Startups, Artificial Intelligence

Decentralized research platform Owkin raises another $18M for series A

Owkin, a startup building a decentralized health research platform, rounded out its series A round with another $18 million in funding. It uses federated learning to allow researchers to collaborate on AI models while keeping data onsite.

A startup building a platform for decentralized research rounded out its series A round with another $18 million in capital.

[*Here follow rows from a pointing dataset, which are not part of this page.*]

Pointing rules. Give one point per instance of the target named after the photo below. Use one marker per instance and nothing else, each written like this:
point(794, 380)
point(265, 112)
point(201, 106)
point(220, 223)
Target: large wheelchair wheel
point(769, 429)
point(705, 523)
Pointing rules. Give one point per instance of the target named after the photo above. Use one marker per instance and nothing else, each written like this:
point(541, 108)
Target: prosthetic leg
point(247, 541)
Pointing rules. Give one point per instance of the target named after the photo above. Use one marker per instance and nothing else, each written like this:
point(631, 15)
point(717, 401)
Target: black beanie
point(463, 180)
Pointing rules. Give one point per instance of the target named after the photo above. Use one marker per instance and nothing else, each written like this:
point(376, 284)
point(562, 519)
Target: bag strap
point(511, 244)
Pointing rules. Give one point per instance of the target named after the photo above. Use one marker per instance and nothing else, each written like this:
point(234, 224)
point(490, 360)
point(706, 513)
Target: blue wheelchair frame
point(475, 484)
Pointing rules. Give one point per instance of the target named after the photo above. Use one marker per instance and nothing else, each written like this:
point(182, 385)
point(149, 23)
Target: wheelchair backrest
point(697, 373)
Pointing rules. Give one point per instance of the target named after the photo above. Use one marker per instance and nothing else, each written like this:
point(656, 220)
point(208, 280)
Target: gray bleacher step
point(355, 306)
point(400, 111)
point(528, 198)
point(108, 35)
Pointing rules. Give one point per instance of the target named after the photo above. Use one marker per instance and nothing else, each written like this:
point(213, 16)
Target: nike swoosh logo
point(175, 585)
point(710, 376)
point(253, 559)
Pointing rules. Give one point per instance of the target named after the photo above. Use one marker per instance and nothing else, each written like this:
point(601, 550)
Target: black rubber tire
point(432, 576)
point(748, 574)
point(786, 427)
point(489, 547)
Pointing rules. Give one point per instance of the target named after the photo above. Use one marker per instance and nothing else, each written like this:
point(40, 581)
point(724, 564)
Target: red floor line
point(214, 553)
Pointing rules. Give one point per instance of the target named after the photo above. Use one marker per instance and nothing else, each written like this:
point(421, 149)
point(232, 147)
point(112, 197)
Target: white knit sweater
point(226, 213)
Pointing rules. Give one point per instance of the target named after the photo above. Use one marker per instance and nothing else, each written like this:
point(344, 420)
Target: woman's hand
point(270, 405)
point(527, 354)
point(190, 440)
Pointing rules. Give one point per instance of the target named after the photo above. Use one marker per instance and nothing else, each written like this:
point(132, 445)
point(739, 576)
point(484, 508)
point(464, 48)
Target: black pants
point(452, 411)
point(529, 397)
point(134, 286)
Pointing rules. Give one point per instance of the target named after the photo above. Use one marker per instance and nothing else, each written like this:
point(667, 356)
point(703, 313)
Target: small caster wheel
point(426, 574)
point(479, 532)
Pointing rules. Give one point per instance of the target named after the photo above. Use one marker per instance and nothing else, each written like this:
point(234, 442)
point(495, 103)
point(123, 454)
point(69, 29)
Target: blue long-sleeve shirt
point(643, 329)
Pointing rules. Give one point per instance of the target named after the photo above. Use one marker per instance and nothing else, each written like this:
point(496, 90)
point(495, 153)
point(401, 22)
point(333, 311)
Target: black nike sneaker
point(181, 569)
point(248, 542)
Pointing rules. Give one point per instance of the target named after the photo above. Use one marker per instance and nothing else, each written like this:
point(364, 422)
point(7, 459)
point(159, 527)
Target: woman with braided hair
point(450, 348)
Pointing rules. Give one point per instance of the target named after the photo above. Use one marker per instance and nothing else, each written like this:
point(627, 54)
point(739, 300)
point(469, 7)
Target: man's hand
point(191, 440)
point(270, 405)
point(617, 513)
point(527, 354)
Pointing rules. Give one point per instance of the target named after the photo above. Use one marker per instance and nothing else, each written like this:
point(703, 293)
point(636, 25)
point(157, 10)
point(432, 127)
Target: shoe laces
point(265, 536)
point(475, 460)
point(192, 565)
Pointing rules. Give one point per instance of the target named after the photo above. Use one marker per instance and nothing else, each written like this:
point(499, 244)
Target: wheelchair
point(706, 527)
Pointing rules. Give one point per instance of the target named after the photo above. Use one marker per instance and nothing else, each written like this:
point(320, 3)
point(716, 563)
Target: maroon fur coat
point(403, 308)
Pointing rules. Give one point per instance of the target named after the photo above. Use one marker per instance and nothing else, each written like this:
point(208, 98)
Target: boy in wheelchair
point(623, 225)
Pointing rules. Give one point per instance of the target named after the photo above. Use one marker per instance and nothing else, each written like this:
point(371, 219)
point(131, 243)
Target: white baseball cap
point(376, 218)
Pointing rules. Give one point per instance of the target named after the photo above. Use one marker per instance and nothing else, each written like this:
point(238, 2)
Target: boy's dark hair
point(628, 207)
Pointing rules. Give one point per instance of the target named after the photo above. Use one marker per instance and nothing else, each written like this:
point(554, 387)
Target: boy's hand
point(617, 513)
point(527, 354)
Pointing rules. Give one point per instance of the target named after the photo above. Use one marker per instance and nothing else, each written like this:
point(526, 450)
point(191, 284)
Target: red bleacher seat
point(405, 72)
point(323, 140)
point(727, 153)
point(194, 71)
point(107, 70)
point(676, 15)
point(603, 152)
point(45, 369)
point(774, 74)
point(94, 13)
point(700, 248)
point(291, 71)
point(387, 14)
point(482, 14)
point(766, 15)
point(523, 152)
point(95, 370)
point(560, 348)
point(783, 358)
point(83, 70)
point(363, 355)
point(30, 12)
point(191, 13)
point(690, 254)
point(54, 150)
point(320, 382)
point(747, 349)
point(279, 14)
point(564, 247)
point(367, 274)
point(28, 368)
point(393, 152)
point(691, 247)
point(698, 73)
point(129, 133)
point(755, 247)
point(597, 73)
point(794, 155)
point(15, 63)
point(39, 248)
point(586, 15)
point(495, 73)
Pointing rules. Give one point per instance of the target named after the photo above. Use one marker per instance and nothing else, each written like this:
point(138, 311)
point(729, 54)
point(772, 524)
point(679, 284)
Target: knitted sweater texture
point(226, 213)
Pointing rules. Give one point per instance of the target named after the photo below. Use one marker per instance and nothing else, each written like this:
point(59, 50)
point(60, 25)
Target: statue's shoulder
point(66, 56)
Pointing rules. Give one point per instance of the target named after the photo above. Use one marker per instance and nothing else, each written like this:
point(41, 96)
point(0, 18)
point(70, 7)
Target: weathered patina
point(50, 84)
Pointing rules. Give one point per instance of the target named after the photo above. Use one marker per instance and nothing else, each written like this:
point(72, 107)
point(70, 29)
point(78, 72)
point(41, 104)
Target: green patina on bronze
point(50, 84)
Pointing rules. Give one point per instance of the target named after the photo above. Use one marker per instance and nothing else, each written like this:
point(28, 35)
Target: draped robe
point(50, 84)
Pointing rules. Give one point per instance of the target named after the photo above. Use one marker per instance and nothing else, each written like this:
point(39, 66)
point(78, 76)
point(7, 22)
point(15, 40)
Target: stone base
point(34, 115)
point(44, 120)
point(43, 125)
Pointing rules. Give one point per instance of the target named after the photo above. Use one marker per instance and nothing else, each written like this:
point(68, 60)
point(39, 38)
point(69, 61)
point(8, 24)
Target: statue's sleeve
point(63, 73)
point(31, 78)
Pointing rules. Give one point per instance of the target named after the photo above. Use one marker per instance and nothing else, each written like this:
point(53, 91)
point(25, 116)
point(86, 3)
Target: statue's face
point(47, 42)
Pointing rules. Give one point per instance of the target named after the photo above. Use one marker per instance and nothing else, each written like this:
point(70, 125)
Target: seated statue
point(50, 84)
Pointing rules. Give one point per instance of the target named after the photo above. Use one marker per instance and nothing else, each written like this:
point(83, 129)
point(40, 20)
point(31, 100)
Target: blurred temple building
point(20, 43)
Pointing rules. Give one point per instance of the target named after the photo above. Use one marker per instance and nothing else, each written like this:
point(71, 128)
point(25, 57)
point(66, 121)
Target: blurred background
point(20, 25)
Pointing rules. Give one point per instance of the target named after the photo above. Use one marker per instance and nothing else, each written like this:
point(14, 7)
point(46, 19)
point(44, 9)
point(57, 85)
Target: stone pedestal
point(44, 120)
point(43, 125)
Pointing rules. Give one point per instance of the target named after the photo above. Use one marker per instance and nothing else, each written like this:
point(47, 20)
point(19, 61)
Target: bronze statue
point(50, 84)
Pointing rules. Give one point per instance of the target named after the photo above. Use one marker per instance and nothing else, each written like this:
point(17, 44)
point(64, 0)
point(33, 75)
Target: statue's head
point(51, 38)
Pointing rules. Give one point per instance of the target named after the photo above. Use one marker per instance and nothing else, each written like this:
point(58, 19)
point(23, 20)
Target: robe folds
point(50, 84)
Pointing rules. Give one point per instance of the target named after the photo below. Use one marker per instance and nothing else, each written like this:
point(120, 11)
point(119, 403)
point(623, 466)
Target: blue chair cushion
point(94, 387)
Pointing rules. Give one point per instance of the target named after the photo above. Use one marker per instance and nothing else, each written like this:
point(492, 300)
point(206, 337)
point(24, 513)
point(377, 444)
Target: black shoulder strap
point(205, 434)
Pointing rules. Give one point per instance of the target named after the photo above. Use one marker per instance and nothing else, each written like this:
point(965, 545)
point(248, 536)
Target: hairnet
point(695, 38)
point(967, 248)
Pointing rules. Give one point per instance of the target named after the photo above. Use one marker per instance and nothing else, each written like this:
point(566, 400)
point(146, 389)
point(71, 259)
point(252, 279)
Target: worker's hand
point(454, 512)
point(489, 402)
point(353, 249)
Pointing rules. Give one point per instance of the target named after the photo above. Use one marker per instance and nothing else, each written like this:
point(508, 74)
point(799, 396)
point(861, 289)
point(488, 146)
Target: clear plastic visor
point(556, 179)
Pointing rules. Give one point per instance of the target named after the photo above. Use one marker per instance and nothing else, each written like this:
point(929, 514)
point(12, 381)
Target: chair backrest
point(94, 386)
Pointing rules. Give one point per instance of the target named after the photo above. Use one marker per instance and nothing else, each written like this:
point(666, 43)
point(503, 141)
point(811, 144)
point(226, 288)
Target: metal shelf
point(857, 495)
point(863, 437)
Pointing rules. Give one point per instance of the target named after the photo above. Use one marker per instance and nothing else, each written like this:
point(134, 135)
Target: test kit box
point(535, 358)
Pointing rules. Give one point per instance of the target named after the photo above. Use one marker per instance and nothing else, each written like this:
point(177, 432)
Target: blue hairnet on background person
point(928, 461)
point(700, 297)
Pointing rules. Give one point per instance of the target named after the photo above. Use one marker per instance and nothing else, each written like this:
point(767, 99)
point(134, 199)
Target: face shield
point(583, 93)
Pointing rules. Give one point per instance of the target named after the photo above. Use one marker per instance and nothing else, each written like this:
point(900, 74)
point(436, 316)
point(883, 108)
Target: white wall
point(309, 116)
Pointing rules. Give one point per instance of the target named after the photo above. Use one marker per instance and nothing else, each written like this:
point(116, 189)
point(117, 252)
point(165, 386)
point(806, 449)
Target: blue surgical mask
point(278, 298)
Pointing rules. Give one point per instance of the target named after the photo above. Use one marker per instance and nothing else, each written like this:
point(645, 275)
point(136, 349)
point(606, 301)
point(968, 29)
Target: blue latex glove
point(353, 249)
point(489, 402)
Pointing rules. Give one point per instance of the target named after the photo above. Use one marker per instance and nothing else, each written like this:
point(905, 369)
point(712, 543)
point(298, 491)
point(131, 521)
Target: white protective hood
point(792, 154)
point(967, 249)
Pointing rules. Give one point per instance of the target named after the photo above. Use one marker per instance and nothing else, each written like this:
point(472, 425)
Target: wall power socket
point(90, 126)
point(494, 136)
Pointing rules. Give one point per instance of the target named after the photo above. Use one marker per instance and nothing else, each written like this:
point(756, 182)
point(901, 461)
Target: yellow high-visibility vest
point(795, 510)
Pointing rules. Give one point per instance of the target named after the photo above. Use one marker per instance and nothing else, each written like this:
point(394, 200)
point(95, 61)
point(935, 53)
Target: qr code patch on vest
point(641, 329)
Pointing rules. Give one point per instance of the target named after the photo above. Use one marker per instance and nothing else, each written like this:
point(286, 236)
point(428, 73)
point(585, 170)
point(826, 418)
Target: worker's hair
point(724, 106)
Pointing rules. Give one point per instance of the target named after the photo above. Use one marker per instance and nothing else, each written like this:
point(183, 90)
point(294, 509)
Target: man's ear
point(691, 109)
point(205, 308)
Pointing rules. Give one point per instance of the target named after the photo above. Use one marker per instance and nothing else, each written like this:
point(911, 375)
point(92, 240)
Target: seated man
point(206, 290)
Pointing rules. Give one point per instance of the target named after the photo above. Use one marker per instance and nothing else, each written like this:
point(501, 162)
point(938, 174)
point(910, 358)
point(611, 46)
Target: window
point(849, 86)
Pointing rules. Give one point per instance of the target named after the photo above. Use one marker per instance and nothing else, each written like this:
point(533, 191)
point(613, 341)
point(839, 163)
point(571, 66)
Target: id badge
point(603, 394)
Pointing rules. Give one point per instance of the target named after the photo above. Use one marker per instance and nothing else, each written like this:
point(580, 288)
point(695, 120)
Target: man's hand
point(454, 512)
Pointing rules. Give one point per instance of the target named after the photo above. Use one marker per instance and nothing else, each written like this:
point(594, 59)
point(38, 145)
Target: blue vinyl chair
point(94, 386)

Owkin, which has its headquarters in New York and Paris, is building a research network using federated learning, a type of machine learning that allows researchers to test AI models on distributed data. Instead of having to move data to a centralized location, the model can be trained on data at disparate locations, such as multiple research labs or pharmaceutical companies. Some technologists have touted this as a way to maintain privacy and security while developing models.

“The idea of the federated learning technology is to allow researchers to collaborate on project without having to aggregate data into a consortium or a specific setting,” said Anna Huyghues-Despointes, Owkin’s head of strategy. “Our plan is to deploy this at scale.”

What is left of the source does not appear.